Problem 3 — Probability
Two events $A$ and $B$ satisfy $P(A) = 0.4$, $P(B) = 0.5$, and $P(A \cup B) = 0.7$. Find $P(A | B)$.
Show Solution
$P(A \cap B) = P(A) + P(B) - P(A \cup B) = 0.4 + 0.5 - 0.7 = 0.2$.
$P(A | B) = \dfrac{P(A \cap B)}{P(B)} = \dfrac{0.2}{0.5} = 0.4$.
Since $P(A | B) = P(A) = 0.4$, events $A$ and $B$ are independent.
Problem 4 — Binomial Distribution
A biased coin has $P(\text{heads}) = 0.6$. It is flipped 8 times. Find the probability of getting at most 2 heads.
Show Solution
$P(X \leq 2) = P(X=0) + P(X=1) + P(X=2)$.
$P(X=0) = (0.4)^8 \approx 0.000655$
$P(X=1) = 8(0.6)(0.4)^7 \approx 0.007864$
$P(X=2) = \binom{8}{2}(0.6)^2(0.4)^6 = 28 \times 0.36 \times 0.004096 \approx 0.04129$
$P(X \leq 2) \approx 0.000655 + 0.007864 + 0.04129 \approx 0.0498$ or about 5%.
Problem 5 — Normal Distribution
Scores on a standardized test follow a normal distribution with $\mu = 72$ and $\sigma = 9$. What score is needed to be in the top 5%?
Show Solution
Top 5% means $P(X > x) = 0.05$, so $P(X < x) = 0.95$. From tables, $z \approx 1.645$.
$x = 72 + 1.645 \times 9 = 72 + 14.8 = 86.8$. A score of at least 87 is needed.
Problem 6 — Confidence Interval
In a sample of 500 Canadians, 320 said they support a carbon tax.
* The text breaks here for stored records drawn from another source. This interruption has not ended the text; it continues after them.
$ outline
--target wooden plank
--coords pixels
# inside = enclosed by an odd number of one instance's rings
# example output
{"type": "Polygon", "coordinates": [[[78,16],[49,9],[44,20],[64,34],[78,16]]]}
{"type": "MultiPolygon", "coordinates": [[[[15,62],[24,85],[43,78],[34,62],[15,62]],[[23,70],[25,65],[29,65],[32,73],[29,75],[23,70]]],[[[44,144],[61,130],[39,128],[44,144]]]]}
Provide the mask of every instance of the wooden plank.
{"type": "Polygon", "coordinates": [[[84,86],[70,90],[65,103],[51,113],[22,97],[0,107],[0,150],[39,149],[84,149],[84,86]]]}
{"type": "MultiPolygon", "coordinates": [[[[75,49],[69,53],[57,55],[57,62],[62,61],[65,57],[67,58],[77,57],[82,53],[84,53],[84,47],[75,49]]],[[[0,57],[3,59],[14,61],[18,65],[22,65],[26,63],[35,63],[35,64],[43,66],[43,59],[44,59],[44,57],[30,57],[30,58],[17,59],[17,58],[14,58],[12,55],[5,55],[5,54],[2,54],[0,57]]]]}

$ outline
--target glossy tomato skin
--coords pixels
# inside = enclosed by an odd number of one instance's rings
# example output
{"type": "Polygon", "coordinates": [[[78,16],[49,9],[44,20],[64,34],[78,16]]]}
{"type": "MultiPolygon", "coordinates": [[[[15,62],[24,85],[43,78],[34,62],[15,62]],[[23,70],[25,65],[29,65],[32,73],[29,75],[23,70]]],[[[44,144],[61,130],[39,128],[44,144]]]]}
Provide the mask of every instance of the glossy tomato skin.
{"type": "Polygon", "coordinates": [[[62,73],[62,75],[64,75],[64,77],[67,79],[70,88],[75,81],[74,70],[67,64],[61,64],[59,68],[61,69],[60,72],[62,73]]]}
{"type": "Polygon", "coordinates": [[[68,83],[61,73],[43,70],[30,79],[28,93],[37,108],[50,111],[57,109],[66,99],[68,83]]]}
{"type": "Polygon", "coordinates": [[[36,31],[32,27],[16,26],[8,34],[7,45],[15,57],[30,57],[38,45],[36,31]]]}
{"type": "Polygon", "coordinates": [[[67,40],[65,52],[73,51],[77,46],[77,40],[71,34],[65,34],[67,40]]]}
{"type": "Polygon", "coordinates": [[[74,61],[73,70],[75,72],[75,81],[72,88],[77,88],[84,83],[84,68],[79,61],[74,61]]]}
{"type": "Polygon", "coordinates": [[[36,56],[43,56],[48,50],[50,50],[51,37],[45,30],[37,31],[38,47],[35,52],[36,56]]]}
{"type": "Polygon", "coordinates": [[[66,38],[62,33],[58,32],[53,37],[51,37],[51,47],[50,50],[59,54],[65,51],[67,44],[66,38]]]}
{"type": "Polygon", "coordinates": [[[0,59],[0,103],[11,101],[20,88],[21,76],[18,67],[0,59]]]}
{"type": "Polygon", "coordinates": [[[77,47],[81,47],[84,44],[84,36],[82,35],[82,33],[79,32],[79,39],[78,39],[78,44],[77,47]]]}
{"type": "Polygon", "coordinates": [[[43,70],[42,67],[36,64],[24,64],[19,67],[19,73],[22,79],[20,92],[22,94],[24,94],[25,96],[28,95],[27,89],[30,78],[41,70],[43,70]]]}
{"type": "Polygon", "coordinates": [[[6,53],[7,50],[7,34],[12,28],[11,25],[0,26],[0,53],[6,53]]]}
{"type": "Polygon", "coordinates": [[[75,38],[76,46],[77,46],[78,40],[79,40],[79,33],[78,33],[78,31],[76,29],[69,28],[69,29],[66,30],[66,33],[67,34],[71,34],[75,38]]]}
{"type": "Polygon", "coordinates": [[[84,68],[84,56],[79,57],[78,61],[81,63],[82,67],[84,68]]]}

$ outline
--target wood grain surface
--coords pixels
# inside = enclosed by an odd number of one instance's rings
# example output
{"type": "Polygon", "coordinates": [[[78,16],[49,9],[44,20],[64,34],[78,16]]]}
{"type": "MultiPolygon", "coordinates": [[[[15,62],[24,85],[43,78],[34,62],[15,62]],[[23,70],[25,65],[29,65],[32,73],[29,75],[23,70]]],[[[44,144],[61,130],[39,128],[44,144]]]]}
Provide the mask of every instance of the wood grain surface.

Construct a 99% confidence interval for the true proportion of Canadians who support a carbon tax.
Show Solution
$\hat{p} = \dfrac{320}{500} = 0.64$. $z^* = 2.576$.
$E = 2.576\sqrt{\dfrac{0.64 \times 0.36}{500}} = 2.576 \times 0.02147 \approx 0.0553$.
CI: $(0.64 - 0.0553,\; 0.64 + 0.0553) = (0.585,\; 0.695)$.
We are 99% confident the true proportion is between 58.5% and 69.5%.
Problem 7 — Hypothesis Test
A fast food chain claims that 70% of its customers are satisfied. A consumer group surveys 150 customers and finds that 96 are satisfied. At $\alpha = 0.05$, test whether the true proportion is less than 70%.
Show Solution
$H_0: p = 0.70$ vs. $H_a: p < 0.70$ (left-tailed).
$\hat{p} = \dfrac{96}{150} = 0.64$. $z = \dfrac{0.64 - 0.70}{\sqrt{0.70 \times 0.30 / 150}} = \dfrac{-0.06}{0.03742} \approx -1.604$.
$p\text{-value} = P(Z < -1.604) \approx 0.054 > 0.05$. Fail to reject $H_0$. There is insufficient evidence to conclude that fewer than 70% of customers are satisfied.
Problem 8 — Permutations with Restriction
In how many ways can the letters of the word EQUATION be arranged if the vowels must always be kept together?
Show Solution
EQUATION has 5 vowels (E, U, A, I, O) and 3 consonants (Q, T, N). Treating the vowel block as one unit: 4 units (vowel block + Q + T + N) can be arranged in $4! = 24$ ways. The 5 vowels within the block can be arranged in $5! = 120$ ways.
Total: $24 \times 120 = 2880$ arrangements.